Your Personal Story
Each of my projects is different just as every family is different, so I know this one will be too.
It’s a mild May afternoon when my taxi drops me off out front of the Art Deco building at 616 Park Avenue. In the limestone lobby with four columns and a high ceiling, a building security guard points the way to the elevator I’m to use. Soon I’m on my way up to the co-op of Elizabeth Wilson, an heir to the fortune amassed from one of the country’s largest financial services companies. It's my understanding she doesn't yet know I'm here to see her. I'm a surprise present given by her son Thomas for her seventy-fifth birthday, an occasion that took place five days ago.
Before I go on, I should introduce myself. My name is Patricia Wells. I'm forty-three years old. My business is writing family histories. My clients are successful, well-to-do people. Some are in the news so often I'm sure you've heard of them. Others are content with who they are without a lot of publicity. They live all over. In New York and Virginia. Silicon Valley and Dallas. Boston and Miami. I spend time in their magnificent homes asking questions and recording their stories that I transcribe and shape into a book of a few hundred pages. After many hours going over it, follow up questions answered and editorial matters taken care of, relevant photos incorporated, I give it a title. Then I have two copies printed on the finest acid free paper and bound in premium grade leather.
The process from our first meeting to delivery takes several months. My base fee is forty thousand dollars. Extra time and expenses incurred for out-of-town meetings are added on to that. If my clients want more copies, they pay for those too. But they’re worth it, they and I both know. My products are heirlooms intended to be passed on in the way a painting by Georgia O'Keeffe will be with a family a good long time.

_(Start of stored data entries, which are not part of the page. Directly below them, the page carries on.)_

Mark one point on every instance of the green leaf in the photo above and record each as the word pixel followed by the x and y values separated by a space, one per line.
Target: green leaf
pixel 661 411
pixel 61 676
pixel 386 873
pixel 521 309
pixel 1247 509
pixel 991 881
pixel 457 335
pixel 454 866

On the eighteenth floor I'm met at the door by an attractive woman wearing black slacks and a white blouse. She's near my age, crisp and polite. Her name is Deborah. She shakes my hand with a firm, confident grip.
“I’m Ms. Wilson's personal assistant,” she tells me.
She of course knows who I am and my purpose. Ms. Wilson's been told what I'm here for. I’m no longer a surprise, she mentions as we walk down a rose-colored hallway with stark, black-and-white photos of western landscapes on the walls. At the end of that we enter an exquisite room filled with bright, natural light, a mix of contemporary and vintage furniture, works by notable artists, a giant fireplace.
Deborah offers me a chair next to a polished table with a lamp on it. Before sitting I reach into my bag and take out an envelope with a copy of the contract she emailed to me two days ago, that includes a nondisclosure agreement.
“It’s all signed,” I say, and hand it to her.
"Would you like coffee or tea, or some water perhaps?" she asks.
"Water will be fine, thank you," I say.
"Ms. Wilson will be with you soon," she says. She goes across the room and through a door.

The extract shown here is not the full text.